How Often Should I Visit My Loved One in Long-Term Care?

A family visiting their elderly parents who live in The MacIntosh’s long-term care.

Many adult children with parents in a long-term care community worry that they aren’t visiting enough. It can be difficult to juggle all of your responsibilities: a career, friends, children of your own, community commitments, and more.

We understand that you want to give your loved one as much attention as you can while they’re receiving long-term care (also known as skilled nursing). Here are some common questions we get from adult children,  and some tips to make the most of your time.

1.	Boy visiting his grandfather in long-term care.

Why Visiting is Important

In a study on loneliness and older adults, researchers concluded “that more than half” of residents in a skilled nursing type community “reported feeling lonely.” Loneliness can have a negative emotional impact and physical impact on us and our loved ones. Loneliness is associated with negative effects on the cardiovascular, hormonal and immune systems.

Visiting with your loved one and making them feel appreciated and cared for is an excellent way to combat loneliness. Letting them know how important they are to you can help them overcome any loneliness they might be feeling.

2.	Boy visiting his grandparents who are in long-term care.

What Are the Usual Visiting Hours?

Visiting hours will vary depending on the community where your loved one resides.

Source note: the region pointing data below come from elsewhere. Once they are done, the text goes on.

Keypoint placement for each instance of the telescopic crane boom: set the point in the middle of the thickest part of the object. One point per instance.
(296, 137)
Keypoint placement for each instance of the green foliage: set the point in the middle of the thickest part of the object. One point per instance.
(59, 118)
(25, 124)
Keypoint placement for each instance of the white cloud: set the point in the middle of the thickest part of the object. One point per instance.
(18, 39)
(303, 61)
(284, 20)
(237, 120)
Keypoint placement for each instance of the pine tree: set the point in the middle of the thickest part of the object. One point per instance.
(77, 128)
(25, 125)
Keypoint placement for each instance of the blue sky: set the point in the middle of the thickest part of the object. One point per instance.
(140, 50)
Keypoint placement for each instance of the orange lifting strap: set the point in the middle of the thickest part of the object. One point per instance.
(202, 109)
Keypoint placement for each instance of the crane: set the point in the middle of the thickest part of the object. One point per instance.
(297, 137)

At the MacIntosh communities, we offer 24-hour visitation. Be sure to ask each community director this question when you start your long-term care search.

How Often Should I Visit?

This is a tricky question because there’s no one-size-fits-all answer. It really comes down to how often you can manage it with your schedule and how often you think your parent would appreciate a visit. You can always ask the staff at the long-term care community for their opinion, as they will be spending the most time with your loved one.

And remember, it’s quality over quantity. In one study on loneliness and older adults in skilled nursing communities, researchers found that “the frequency of contact with family and friends did not explain the experience of loneliness.” This “emotional closeness” mattered more than the number of visits.

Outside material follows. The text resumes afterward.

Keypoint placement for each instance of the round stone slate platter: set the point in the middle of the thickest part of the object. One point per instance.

So just because you can’t visit as often as you like doesn’t mean that your loved one will feel lonely or abandoned. It’s all about the quality of your visits and making sure your loved one knows you care.

3.	Adult daughter taking her dad out to a movie, who lives in long-term care.

Can I Take My Parent Outside the Residence?

Every community will have different rules, but generally, approved family members or guardians may escort their loved one from the community for short trips. We suggest coordinating such outings with staff members.

_________________________________________________________

Related: Should My Parent Choose Assisted Living or Skilled Nursing?

_________________________________________________________

Tips for Visiting Someone in a Long-Term Care Community

When you do visit, the best thing you can do is make it all about your loved one. Make sure they don’t feel like the visit is rushed or forced. Stay positive, but don’t be afraid to ask them if they aren’t feeling well or are unhappy.

Here are some more tips for visiting a loved one in a long-term care community:

  • Be mindful of their schedule. Is your mom a morning person? Does Dad enjoy an afternoon nap? Be sure to take their personal preference into account when you visit. You can always call ahead, or even ask the staff when a good time would be to visit that day.
  • Ask questions. Sometimes it can be difficult for visitors to think of things to talk about with their loved one for an extended visit. Some great conversation starters include asking them about childhood memories, discussing current events they’re interested in or asking for advice about a favorite hobby the two of you share.
  • Bring guests every now and then — but not all at once. Perhaps your loved one would enjoy a visit from their grandkids or their old neighbor. It might be a good idea to bring them along on your next visit.
  • Hold their hand. Physical touch can be extremely comforting unless your parent doesn’t like to be touched. If they do like physical affection, hold their hand, fix their hair, or give them a warm hug.

Long-Term Care in Columbus, Ohio

At MacIntosh communities, we take the time to get to know our residents. To avoid feelings of loneliness, we have permanent staffing assignments that support genuine relationships. Even when you can’t visit, the staff will be there for your loved one.

The social atmosphere of long-term care communities likes the MacIntosh communities, is also tremendously beneficial. Your loved one can participate in engaging dining experiences that promote social interaction and enjoy a variety of tasty food options, as well as other activities that promote wellbeing.